Zombies Sold Separately - By Cheyenne McCray

ONE

Sunday, December 19

Icy wind and water surged around me as my hair slapped my cheeks. Wind spun so fast, fierce, and cold that a growing storm roared with power.

Hail stung my face and arms. Rain splattered me and rolled down my cheeks and skin. Water blurred my eyesight.

Thumps on hard surfaces. Loud crashes. The sound of smashing.

An object glanced off my forehead as it spun in the storm.

Hurricane. I was trapped in a hurricane.

So hard to breathe. Water in my nose. In my mouth.

No sound came out as I tried to scream.

The storm wasn’t natural.

Not natural at all.

It wasn’t supposed to be happening.

The storm wasn’t natural …

Because it was caused by … me.

My elemental magic. Air and water.

“Nyx!” I shouted over the shrieking storm. I clenched my fists and dug my nails into my palms. Fought to gain control over my magic. “Stop!”

My control over the elements had never been so fragile.

Again I screamed into the wind. Tightened my muscles.

With all I had I grasped the reins of my magic.

The storm ended like a car slamming into a concrete barrier. Things that had been spinning in the storm crashed to a hard surface, as they hit my wood flooring.

Shock immobilized me. I blinked water out of my eyes, and my surroundings came into focus. I was in my bedroom in my apartment in Manhattan.

For several moments I sat on my sodden mattress and stared at the devastation around me.

How had I lost control in my sleep? I wasn’t a child. Only younglings would do something like this without near the destruction I had just caused.

Without realizing I was doing it, I reached up and touched the collar around my neck that signified my Drow station in life. No, I was nowhere near being a youngling. I was of age by Drow standards. By Earth Otherworld standards I was fully an adult.

I looked around me. Almost everything in my room was smashed and broken. Trinkets I had purchased since I had moved from the Drow realm to New York City were cracked, broken, torn, shredded.

As a well-paid Tracker and PI, and thanks to my wealthy Drow heritage, I could replace everything that had been ruined. But I couldn’t replace the memories that accompanied a good many of the objects.

I let my hand fall away from my collar and it splashed in the water pooled around me on my mattress. I inhaled and exhaled with long, slow, deliberate breaths.

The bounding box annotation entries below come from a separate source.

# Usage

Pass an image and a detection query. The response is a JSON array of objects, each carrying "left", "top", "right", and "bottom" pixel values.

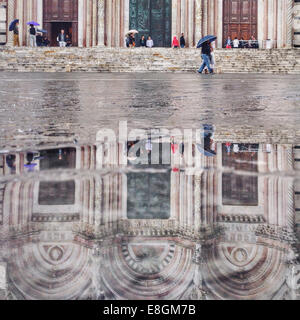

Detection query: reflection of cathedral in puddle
[{"left": 0, "top": 144, "right": 299, "bottom": 299}]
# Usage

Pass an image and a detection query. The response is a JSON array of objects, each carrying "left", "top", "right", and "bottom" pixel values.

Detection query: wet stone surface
[
  {"left": 0, "top": 73, "right": 300, "bottom": 300},
  {"left": 0, "top": 73, "right": 300, "bottom": 147}
]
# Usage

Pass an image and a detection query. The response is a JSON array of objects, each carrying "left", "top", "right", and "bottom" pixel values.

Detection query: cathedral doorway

Even though Dark Elves don’t get cold easily, the storm had chilled me enough that goose bumps broke out along my skin. I shivered.

A nightmare.

The same one I’d had countless times since I was young. The worst part of the nightmare was seeing an elder, a man with long, graying red hair in a world with lavender-streaked skies. The vision of the man made me sick.

Unlike every other time I’d had this nightmare, this time my entire being had reacted to the nightmare. It had never happened before. I’d never woken in the middle of a storm I had caused to happen.

My heartbeat slowed while my mind started to clear.

A sick sensation like thick, black sludge weighted my insides. It reminded me of just weeks ago, when I’d been sentenced to death by a Vampire. The thought had bile rising in my throat. I didn’t want to think about that. Not at all.

I moved my palms to my belly, over my soaked lingerie. I lowered my head and closed my eyes.

It had been a long time since I’d had such intense nightmares—nightmares that I barely remembered when I woke.

During most of my adolescence I’d woken up screaming, wind whipping around my room from my elemental magic. Sometimes the room would be filled with mist. Sometimes a slow, drizzling rain.

Never a storm.

Mother would come in, rock me until I stopped crying and the rain ceased or mist cleared or wind subsided.

When I got older the nightmares came less frequently. I gained control over my elements and woke with nothing more than a sore throat from screaming.

Even though I never remembered the dreams, somehow I knew they had all been the same.

Once I came of age at twenty-five, they stopped.

I frowned and opened my eyes, blinked more wetness away as I raised my head. The nightmares started again two weeks ago. Over two years since they had stopped.

“Why now?” I said, the sound of my voice loud in my bedroom that was still, save for the sound of water dripping from the doorframes.